Les aventures muettes et oniriques d’un chiot mort-vivant
Après Catharsis en 2015, publié quatre mois après la tragédie de Charlie Hebdo et Ô vous, frères humains l’an dernier, plaidoyer contre l’intolérance d’après l’oeuvre d’Albert Cohen, Luz est de retour avec cette bande-dessinée publiée aux éditions Glénat, dont la couverture enjouée interpelle le décalage entre ce petit chien jouant avec son nonos et l’environnement qui l’entoure : un cimetière.

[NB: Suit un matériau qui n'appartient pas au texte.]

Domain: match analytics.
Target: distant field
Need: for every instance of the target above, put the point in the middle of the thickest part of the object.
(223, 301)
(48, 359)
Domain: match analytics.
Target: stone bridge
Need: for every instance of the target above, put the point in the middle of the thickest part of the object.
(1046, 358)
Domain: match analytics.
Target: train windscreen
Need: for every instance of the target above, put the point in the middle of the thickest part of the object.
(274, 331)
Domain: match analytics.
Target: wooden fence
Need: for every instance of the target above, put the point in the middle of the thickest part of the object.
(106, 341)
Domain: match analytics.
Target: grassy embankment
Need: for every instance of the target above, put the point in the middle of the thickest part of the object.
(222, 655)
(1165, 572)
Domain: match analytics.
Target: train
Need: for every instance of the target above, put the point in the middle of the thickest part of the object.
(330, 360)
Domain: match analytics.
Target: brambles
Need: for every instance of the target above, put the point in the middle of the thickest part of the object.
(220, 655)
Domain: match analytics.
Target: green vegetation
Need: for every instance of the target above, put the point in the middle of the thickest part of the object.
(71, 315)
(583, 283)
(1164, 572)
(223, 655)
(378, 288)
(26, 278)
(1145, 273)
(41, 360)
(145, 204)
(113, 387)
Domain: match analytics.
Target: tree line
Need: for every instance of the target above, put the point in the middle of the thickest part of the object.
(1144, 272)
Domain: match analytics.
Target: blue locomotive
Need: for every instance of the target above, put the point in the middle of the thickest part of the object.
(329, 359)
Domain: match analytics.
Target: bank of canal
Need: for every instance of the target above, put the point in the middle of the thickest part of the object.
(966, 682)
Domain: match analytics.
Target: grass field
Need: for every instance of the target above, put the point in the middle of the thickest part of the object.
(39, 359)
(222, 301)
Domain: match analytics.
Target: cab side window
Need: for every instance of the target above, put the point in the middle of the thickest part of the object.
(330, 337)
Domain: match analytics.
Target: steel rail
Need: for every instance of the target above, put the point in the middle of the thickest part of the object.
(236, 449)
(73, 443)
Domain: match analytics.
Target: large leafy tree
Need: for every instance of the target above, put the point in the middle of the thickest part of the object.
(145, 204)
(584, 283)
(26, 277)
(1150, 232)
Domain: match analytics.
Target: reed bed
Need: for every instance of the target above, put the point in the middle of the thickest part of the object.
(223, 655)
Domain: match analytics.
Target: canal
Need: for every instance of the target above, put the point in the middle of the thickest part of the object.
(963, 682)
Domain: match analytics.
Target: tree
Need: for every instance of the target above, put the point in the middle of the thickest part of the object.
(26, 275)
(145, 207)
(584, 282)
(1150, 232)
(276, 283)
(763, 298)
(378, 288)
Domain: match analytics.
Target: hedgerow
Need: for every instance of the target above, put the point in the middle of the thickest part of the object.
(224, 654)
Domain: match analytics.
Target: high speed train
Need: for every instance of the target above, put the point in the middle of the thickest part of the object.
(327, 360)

Dans Puppy, les mots cèdent la place à des planches en grand format, où le dessinateur s’affranchit des cases pour mieux explorer un imaginaire gothique et cartoonesque à la fois, fortement influencé des débuts du comic strip américain avec son noir et blanc très travaillé. Pas de bulles ou de texte donc, ni de couleurs, contrairement à ce que pourrait laisser croire sa couverture, mais un onirisme évocateur, qui semble la meilleure des protections pour permettre à Luz d’aborder les thématiques de mort et de résurrection avec une certaine distance, sans se sentir sous la loupe d’un microscope. « Puppy est trop onirique pour avoir la certitude de ce que j’y ai mis de ma vie de maintenant, du bouleversement que j’ai dans la tête », déclarait ainsi l’artiste il y a quelques jours dans une interview pour le site de BFMTV. Ce qui n’empêchera pas le lecteur, cependant, de faire certains rapprochements instinctifs avec les événements de 2015, comme nous le verrons. Mais l’essentiel ne se situe pas dans ce rapport biographique plus ou moins souterrain, d’autant plus que l’intrigue épuré de Puppy ne tourne en rien autour du terrorisme.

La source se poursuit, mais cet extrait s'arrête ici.